In the handler, you would use get_if, or some visitor to determine which sort of syscall had been parsed.

An example of this approach can be seen here

However, there are several shortcomings to this approach.

  1. The variant for containing all syscalls becomes large
  2. The use of std::function results in an indirect function call

Templated solution

To avoid these two issues, we can make parse a template:

template<typename HandlerT>
void parse(std::string_view strace_line, HandlerT handler);

handler would be called if the data was correctly parsed. Also, a specialized handler would be instantiated for each type of syscall supported by the library. This could be handled relatively nicely by constexpr if.

The issue is now, how we call handler with the right type.

We could chain lots of ifs:

if (syscall_name == "rename") {
    handler(parse_rename(strace_line));
} else if (syscall_name == "open") {
    handler(parse_open(strace_line));
} ...

However, for more than a handful of syscalls, this becomes slow, even though compilers will try to optimize the number of comparisons needed.

Compile-time hash-map

A better solution (albeit less maintainable) is to implement a compile-time hash-map.

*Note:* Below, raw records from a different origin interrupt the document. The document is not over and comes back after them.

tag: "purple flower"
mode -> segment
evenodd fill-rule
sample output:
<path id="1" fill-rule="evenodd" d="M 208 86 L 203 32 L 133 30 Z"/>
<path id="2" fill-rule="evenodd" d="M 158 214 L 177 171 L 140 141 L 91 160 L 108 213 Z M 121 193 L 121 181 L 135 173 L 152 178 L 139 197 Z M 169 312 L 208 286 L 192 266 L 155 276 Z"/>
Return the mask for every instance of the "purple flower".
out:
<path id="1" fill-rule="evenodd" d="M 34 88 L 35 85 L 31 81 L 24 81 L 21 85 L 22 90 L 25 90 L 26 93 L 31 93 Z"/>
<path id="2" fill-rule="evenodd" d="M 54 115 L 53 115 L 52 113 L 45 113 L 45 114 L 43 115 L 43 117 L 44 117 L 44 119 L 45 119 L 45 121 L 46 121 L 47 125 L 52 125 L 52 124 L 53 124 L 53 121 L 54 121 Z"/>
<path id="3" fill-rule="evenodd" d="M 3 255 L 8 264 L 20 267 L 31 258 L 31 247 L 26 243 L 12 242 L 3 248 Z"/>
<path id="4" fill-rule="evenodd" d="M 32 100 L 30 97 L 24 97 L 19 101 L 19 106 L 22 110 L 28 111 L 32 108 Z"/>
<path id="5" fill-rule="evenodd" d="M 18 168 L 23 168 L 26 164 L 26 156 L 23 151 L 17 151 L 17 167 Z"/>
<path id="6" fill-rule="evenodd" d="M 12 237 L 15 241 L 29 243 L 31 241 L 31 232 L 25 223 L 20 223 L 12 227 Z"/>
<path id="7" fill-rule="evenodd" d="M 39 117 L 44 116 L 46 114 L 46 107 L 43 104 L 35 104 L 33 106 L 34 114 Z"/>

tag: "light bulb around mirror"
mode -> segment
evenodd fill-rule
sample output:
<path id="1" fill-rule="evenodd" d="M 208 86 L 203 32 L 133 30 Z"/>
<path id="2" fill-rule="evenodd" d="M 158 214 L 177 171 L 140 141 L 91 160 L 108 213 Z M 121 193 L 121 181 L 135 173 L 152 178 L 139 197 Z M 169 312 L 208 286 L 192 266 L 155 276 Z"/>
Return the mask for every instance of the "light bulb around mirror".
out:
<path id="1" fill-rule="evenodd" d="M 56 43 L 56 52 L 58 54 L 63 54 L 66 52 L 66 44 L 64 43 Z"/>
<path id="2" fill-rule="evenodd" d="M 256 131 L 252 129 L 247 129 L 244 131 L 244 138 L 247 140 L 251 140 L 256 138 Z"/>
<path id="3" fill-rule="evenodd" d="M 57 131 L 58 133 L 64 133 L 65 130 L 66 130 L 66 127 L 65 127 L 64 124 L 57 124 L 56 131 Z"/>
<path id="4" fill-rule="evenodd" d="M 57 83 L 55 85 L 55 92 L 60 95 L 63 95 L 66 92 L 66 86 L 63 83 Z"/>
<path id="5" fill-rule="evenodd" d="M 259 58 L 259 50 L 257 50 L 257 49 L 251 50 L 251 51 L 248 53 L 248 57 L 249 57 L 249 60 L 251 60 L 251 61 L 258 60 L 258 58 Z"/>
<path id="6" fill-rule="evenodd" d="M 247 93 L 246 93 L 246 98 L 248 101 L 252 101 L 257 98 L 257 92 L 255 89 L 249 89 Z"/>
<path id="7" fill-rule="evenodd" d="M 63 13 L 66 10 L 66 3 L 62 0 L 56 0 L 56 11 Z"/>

The idea is to calculate the hash of the string, an then make a switch-case statement to jump to the correct handler for the given string:

  const auto hash = hashfunc(syscall_name);
  switch (hash) {
    case hashfunc("rename"): if (syscall_name == "rename") handler(parse_syscall_rename(strace_line)); break;
    case hashfunc("open"):   if (syscall_name == "open")   handler(parse_syscall_open  (strace_line)); break;
    ...
  }

If the range of values hash can have is limited, most compilers will compile this into something similar to computed gotos

  const auto hash = hashfunc(syscall_name);
  const auto bucket_num = hash % num_buckets;
  switch (bucket_num) {
    case hashfunc("rename") % num_buckets: if (syscall_name == "rename") handler(parse_syscall_rename(strace_line)); break;
    case hashfunc("open") % num_buckets:   if (syscall_name == "open")   handler(parse_syscall_open  (strace_line)); break;
    ...
  }

Or with some preprocessor “magic”1:

  const auto hash = hashfunc(syscall_name);
  const auto bucket_num = hash % num_buckets;
  switch (bucket_num) {
  #define STRACE_PARSER_DEFINE_BUCKET(name) case hashfunc(#name) % num_buckets: if (syscall_name == #name) handler(parse_syscall_##name(strace_line)); break
    STRACE_PARSER_DEFINE_BUCKET("rename");
    STRACE_PARSER_DEFINE_BUCKET("open");
    ...
  }

The only thing left to do now, is to find an appropriate constexpr hash function that has no collisions. The compiler will actually help us to find one, as it will complain about a duplicate case label. The hash function can be as simple as possible, as long as it doesn’t produce collisions. A simple addition of all the chars in the string might be sufficient.

The biggest issue with this implementation is that finding a hashing function that doesn’t give collisions might be tricky if the number of entries is big.

An example of this implementation can be found here.

  1. I really don’t like macros, but they do have their place in a very limited scope.